An Investigational New Drug (IND) application must be submitted to the FDA before clinical trials of a new drug can be initiated. This document provides information related to manufacturing information, animal study data, clinical protocols and all data about principal investigators.

The clinical research stage of drug development starts when preclinical research is completed and a new drug (or device) is ready to be tested in humans. Clinical trials are the only way to evaluate how a medication will affect a person's body in real world settings. Clinical trials are carefully planned in order to maximize safety and minimize risks to participants, which includes determining how many people will be involved, how long testing will last, and what tests will be carried out during the clinical trials stage. During this phase of clinical research, everything must adhere to strict FDA guidelines.

Clinical trials are typically broken down into four phases, which include those below.

  • Phase 0 clinical trials: testing the effect of micro doses of an investigational drug in study participants
  • Phase 1 clinical trials: testing the effects of full doses of an investigational drug in study participants, typically focused on identifying potential toxicities and optimal dosing
  • Phase 2 clinical trials: testing the effects of full doses of an investigational drug in a limited number of study participants, typically focused on evaluating the potential therapeutic benefits and any side effects
  • Phase 3 clinical trials: testing the effects of full doses of an investigational drug in a larger group of study participants, typically focused on evaluating the potential therapeutic benefits and any side effects
  • Phase 4 clinical trials: continued surveillance of newly approved drugs to monitor therapeutic benefits and any side effects For more information about these, visit clinical trial phases.

FDA Review and Approval

Once the clinical trial is completed, the researchers submit a New Drug Application (NDA) to the FDA. This application details the drug's safety and efficacy from clinical trials and requests that the new drug is approved for use by the public. It will necessitate a large amount of data, including information on all phases of research, clinical results, safety precautions, and probable drug interactions. It can take approximately six to ten months for the evaluation to be completed by the FDA.

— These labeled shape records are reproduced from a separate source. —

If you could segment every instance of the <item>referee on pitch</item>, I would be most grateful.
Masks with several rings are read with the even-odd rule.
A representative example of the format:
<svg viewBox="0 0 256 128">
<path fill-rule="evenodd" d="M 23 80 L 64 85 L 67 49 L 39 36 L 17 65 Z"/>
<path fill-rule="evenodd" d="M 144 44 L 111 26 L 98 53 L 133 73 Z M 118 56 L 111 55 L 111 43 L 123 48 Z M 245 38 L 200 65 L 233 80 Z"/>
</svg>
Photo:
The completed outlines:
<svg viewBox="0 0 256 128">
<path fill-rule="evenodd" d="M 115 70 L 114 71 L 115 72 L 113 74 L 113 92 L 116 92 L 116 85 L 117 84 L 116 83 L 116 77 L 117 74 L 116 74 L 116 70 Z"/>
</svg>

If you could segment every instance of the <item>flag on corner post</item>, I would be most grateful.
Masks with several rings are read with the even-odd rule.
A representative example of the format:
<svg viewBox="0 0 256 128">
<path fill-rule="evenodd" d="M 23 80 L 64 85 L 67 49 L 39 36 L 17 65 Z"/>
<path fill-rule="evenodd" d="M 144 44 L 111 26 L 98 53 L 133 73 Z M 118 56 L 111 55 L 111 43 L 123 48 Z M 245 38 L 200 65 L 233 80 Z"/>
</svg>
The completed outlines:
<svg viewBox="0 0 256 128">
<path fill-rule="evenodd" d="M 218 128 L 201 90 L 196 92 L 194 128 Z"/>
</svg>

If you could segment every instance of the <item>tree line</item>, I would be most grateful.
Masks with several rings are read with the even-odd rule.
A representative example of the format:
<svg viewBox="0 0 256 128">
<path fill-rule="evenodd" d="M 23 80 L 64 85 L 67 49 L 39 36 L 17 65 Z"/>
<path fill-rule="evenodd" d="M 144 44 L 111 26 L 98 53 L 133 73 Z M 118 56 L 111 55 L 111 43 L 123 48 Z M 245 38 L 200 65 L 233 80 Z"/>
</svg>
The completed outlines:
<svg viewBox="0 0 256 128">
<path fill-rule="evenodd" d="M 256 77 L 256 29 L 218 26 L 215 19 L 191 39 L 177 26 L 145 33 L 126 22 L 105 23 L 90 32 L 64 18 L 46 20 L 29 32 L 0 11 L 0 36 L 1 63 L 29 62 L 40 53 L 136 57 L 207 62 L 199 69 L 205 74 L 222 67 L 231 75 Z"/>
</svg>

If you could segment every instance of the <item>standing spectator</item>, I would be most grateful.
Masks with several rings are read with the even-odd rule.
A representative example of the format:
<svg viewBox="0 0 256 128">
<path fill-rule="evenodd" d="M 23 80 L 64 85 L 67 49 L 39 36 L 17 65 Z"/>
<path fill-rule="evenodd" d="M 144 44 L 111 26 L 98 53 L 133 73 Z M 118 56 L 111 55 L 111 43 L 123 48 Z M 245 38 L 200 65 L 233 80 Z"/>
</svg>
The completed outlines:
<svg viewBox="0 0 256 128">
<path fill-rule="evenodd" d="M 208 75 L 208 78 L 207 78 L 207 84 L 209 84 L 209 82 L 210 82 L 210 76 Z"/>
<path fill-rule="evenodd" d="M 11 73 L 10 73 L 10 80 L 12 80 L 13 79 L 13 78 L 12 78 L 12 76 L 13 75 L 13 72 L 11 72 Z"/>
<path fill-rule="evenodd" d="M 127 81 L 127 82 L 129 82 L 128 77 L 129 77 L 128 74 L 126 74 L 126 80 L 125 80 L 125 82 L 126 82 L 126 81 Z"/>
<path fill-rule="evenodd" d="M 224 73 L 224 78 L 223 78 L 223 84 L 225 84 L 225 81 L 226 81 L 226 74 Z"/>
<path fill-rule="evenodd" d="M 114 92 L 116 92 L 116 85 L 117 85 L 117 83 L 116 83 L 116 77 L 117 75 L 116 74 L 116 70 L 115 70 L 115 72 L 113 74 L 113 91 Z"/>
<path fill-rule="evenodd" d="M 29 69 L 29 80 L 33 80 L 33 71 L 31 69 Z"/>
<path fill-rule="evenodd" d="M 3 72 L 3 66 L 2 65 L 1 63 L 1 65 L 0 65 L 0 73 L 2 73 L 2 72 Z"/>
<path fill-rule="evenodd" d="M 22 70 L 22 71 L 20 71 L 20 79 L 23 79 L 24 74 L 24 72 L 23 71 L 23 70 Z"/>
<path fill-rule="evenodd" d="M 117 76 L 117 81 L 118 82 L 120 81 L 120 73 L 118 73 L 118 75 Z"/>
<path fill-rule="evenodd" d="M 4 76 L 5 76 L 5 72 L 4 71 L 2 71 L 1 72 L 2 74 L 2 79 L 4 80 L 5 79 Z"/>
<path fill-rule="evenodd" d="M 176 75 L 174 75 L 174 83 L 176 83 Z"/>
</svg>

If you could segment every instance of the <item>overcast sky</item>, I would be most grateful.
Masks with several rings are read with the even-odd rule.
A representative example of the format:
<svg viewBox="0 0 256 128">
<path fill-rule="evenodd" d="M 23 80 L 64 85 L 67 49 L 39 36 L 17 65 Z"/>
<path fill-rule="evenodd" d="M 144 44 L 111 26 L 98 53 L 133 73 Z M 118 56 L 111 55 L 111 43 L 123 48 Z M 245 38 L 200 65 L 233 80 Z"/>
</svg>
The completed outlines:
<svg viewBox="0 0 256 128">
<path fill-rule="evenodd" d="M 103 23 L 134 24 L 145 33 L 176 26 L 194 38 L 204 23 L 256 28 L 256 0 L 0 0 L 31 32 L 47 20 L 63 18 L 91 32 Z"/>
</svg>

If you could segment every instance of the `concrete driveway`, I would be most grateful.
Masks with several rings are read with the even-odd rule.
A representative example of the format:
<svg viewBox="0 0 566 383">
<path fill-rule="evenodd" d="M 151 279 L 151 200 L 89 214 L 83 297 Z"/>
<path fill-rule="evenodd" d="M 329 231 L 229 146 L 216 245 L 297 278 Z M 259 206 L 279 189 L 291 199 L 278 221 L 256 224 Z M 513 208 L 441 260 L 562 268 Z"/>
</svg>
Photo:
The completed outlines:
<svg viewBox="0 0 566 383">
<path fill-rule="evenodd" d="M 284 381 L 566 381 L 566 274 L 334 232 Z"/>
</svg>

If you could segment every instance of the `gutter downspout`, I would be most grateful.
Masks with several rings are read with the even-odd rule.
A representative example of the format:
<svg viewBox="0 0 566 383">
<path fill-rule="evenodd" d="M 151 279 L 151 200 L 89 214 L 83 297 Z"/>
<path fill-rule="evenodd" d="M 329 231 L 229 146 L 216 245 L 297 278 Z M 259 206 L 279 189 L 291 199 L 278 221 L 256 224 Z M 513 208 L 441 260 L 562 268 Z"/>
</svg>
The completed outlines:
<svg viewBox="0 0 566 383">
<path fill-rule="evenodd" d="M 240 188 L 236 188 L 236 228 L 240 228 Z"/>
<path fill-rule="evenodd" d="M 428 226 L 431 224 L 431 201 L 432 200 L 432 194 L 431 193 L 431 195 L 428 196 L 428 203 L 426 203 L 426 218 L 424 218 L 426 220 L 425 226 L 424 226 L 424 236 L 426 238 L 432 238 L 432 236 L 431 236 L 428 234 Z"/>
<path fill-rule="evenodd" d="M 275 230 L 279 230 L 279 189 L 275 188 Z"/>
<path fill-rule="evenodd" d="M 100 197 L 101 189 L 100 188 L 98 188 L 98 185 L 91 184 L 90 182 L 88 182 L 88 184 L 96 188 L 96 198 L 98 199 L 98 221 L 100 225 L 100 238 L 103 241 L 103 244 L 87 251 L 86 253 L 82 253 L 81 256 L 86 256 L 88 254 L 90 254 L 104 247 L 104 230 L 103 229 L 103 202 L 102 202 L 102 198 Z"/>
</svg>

Post-Approval Research & Monitoring

After FDA approval, pharmaceutical companies will continue to monitor how the drug performs in real world settings by establishing registries of patients and conducting post-marketing surveys. The information collected through these research processes can help the company adjust dosing, identify drug-drug interactions, discover prospective alternate uses and uncover unwanted and unexpected significant side effects.

Drug development is an intense process that takes many years from initial identification of a drug target (e.g., specific proteins, molecules or metabolites) to the approval of a new medication. Key players are involved in each stage, from the pharmaceutical chemists and researchers involved at drug discovery to the all-important study participants that take part in clinical trials to bring innovative and effective new drugs to market.